In Progress
Unit 1, Lesson 21
In Progress

Enumerable Internals

Video transcript & code

Hi, this is Pat Shaughnessy.

One of the most useful features of Ruby is the way you can iterate over a series of values and process each one with a block. Let’s take a simple example in IRB.

Here I’m using the Enumerable#all? method to check whether all of the array’s elements are even. Since they’re not all even, I get a result of false. This looks simple enough, but how does this actually work? How do the values get from the array into the block?

The best way to get a deeper understanding of how Ruby itself works is to look at Ruby’s own C source code. This is the enum.c file, which defines the Enumerable module. To find your way around, search for the Init_Enumerable method at the bottom of the file.

Here you’ll see a series of calls to rb_define_method, one for each method of Enumerable.

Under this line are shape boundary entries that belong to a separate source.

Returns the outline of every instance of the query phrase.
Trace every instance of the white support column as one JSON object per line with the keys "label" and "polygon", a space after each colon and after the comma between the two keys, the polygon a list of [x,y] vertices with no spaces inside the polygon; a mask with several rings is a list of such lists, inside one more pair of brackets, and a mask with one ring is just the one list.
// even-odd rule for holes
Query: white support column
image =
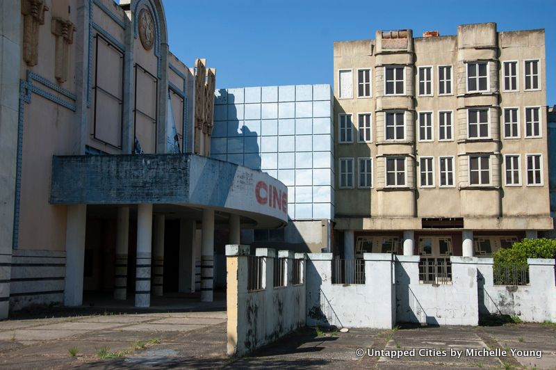
{"label": "white support column", "polygon": [[135,307],[151,305],[151,254],[152,247],[152,204],[137,206],[137,262]]}
{"label": "white support column", "polygon": [[415,233],[413,230],[404,230],[404,255],[412,256],[415,251]]}
{"label": "white support column", "polygon": [[461,255],[473,257],[475,248],[473,248],[473,230],[464,230],[461,232]]}
{"label": "white support column", "polygon": [[239,215],[231,214],[229,219],[230,236],[229,244],[239,244],[240,234],[241,234],[241,226],[239,220]]}
{"label": "white support column", "polygon": [[537,230],[525,230],[525,238],[528,239],[536,239],[539,237]]}
{"label": "white support column", "polygon": [[203,209],[201,242],[201,301],[213,301],[214,277],[214,210]]}
{"label": "white support column", "polygon": [[195,291],[195,257],[193,243],[195,237],[195,220],[182,219],[179,221],[179,271],[178,291]]}
{"label": "white support column", "polygon": [[154,216],[154,246],[152,257],[152,293],[162,296],[164,278],[164,223],[163,214]]}
{"label": "white support column", "polygon": [[114,274],[114,299],[127,298],[127,253],[129,242],[129,208],[117,209],[116,220],[116,266]]}
{"label": "white support column", "polygon": [[79,306],[83,304],[86,224],[87,204],[67,206],[64,287],[64,304],[66,306]]}
{"label": "white support column", "polygon": [[355,259],[355,243],[354,242],[353,230],[343,232],[343,258]]}

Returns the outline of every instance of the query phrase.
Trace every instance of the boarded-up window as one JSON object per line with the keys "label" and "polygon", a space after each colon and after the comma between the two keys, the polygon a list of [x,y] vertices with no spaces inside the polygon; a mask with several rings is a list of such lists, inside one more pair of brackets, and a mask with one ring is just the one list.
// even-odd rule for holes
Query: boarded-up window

If we search for all, we’ll see that it’s defined by the enum_all C function. Each built-in Ruby method has a corresponding C function.

Now if I search for enum_all using vim, I’ll find the actual implementation of Enumerable#all somewhere above in the middle of enum.c. It’s easy to find where Ruby implements built in methods - the hard part is understanding what the C code actually means. Here you can see there are 3 lines of code; the important one is the second one, the line that contains rb_block_call. Let’s read through this line carefully.

rb_block_call means: Take the first parameter, the receiver, and call a given method, the second parameter on it. In this case, Ruby calls each on obj, the array from my example. The third and fourth parameters, zeroes in this case, would specify method parameters. The last two values, ENUMFUNC and memo, specify a block and block parameter to use for the call to each. This is actually a block built into Ruby for all to use, not the block I wrote that checks whether numbers are even.

So you can see under the hood all? works by calling each on the array. If you search for id_each here in enum.c, you’ll see all the different Enumerable methods work the same way, by calling each on the receiver or target object. You can think of the Enumerable module as a collection of fancy ways to call each.

Sometimes the best way to get a sense of how Ruby works is to see it in action. Let’s go back to the console and re-run my simple example in GDB, a C debugger. Here you can see my example code is in all.rb, and if I re-run it I get the same result. But now let’s run GDB.

The first thing I’ll do is put a breakpoint using the b comment on the enum_all function we were just reading. And then I’ll run my program using the r command. You can see right away Ruby hits my breakpoint.

Now let’s set another breakpoint - this time on a C function called all_iter_i. As we’ll see later, this C function implements that internal block Enumerable#all? calls from rb_block_call.

If we let Ruby continue, we’ll hit the new breakpoint. Now I’ll ask GDB for a C backtrace - the equivalent of calling puts caller in a Ruby program. Since this is kind of hard to read here, let’s paste it into VIM so the lines don’t wrap.

Now the backtrace is a bit easier to read. You can see the call to enum_all in the middle, and at the top we see Ruby calls all_iter_i.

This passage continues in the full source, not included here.